0
votes

Standard common-lisp defines many reader macros such as ( and ) for grouping, ' for quote, " for string quotation, | for symbol quotation, # for dispatch macro, etc. Now I want to disable them all and use my own ones, and I have to call set-macro-character one by one to disable them all and then define my own ones.

I have found that there's one way to restore all reader macros to standard ones by calling (setf *readtable* (copy-readtable nil)), but is there a way to set them to empty(i.e., all the characters are treated as normal letters and numbers)?

1
What would an empty readtable do? It could be really empty, then you can read nothing with it. "all the characters are treated as normal letters and numbers" - what would that mean? Would READ assemble symbols and numbers? A Readtable is a configuration of the reader, which is mainly invoked by READ.Rainer Joswig
@RainerJoswig I'm trying to transfer lisp to a pure lambda calculus interpreter, just for study purpose.

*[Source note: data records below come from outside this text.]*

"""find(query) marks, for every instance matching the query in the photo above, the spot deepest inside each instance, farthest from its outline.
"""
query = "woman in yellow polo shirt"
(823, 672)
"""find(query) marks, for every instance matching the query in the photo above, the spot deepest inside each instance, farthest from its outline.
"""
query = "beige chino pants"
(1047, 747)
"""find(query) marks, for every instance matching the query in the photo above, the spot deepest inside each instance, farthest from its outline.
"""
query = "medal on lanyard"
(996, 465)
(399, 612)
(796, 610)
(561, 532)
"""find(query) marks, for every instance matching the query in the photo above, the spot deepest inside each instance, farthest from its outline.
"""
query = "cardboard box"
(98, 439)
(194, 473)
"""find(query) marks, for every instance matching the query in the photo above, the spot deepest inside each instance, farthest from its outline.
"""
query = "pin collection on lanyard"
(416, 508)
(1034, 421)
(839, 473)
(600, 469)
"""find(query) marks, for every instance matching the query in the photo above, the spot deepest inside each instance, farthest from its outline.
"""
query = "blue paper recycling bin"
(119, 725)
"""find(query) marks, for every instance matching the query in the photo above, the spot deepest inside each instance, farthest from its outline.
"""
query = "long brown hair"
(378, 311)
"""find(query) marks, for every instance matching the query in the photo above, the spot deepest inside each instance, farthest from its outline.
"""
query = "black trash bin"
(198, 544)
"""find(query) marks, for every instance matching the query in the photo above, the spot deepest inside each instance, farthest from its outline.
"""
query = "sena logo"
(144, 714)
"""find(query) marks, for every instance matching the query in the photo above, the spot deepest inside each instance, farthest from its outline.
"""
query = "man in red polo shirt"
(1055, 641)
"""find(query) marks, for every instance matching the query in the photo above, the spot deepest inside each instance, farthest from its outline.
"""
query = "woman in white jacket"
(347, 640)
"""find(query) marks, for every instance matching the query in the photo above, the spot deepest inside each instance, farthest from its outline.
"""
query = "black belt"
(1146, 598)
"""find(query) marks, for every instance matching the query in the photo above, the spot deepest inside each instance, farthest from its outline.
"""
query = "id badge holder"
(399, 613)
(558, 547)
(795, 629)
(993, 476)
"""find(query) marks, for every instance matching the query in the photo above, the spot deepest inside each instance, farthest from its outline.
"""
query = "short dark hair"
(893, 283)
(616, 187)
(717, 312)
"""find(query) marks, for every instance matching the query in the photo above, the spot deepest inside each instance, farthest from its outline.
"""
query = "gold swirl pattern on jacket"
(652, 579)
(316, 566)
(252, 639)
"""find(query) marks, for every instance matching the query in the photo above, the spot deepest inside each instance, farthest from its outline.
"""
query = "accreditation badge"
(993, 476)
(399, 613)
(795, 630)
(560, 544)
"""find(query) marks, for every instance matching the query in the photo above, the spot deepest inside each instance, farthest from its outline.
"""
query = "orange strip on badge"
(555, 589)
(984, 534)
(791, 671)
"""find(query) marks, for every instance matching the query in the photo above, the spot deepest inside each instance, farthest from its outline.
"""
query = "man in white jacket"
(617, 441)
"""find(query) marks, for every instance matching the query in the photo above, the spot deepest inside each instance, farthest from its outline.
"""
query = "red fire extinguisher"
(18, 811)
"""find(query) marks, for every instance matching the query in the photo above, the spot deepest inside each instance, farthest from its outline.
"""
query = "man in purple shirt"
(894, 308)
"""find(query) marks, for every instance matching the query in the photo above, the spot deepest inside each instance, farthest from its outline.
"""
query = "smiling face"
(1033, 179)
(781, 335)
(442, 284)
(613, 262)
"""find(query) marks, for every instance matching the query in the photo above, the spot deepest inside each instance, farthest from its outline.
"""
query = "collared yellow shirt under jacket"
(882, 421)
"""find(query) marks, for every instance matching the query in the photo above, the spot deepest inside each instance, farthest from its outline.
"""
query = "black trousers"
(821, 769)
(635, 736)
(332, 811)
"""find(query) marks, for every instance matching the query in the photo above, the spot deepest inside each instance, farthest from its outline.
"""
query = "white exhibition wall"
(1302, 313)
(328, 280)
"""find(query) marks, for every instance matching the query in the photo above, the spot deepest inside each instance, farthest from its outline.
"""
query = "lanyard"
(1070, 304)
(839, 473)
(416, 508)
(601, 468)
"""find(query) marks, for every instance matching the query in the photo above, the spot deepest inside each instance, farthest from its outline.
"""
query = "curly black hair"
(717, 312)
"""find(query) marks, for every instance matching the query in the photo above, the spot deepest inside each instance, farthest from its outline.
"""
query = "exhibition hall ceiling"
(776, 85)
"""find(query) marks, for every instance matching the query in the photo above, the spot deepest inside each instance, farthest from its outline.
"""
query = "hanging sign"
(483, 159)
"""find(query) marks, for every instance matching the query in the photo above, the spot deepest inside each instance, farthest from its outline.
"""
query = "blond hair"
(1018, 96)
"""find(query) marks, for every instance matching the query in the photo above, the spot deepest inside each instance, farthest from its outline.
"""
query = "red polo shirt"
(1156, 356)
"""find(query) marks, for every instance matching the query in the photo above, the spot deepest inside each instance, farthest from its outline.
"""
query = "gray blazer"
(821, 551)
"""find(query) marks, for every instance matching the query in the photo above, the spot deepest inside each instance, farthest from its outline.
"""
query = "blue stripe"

I want to use lowercase letters as well as some other characters(e.g., ', |, #) as symbol names, so I have to do this.SaltyEgg
Just parse it manually or with some parser generator, it is not that difficult.monoid

1 Answers

3
votes

I don't think there's a way. The expectation is that you're just making incremental modifications to the Lisp reader, not trying to replace it wholesale. It's not really designed to be used that way, because you can't define everything as a macro -- most of the constituent characters are associated with built-in behaviors that can't be defined as reader macros.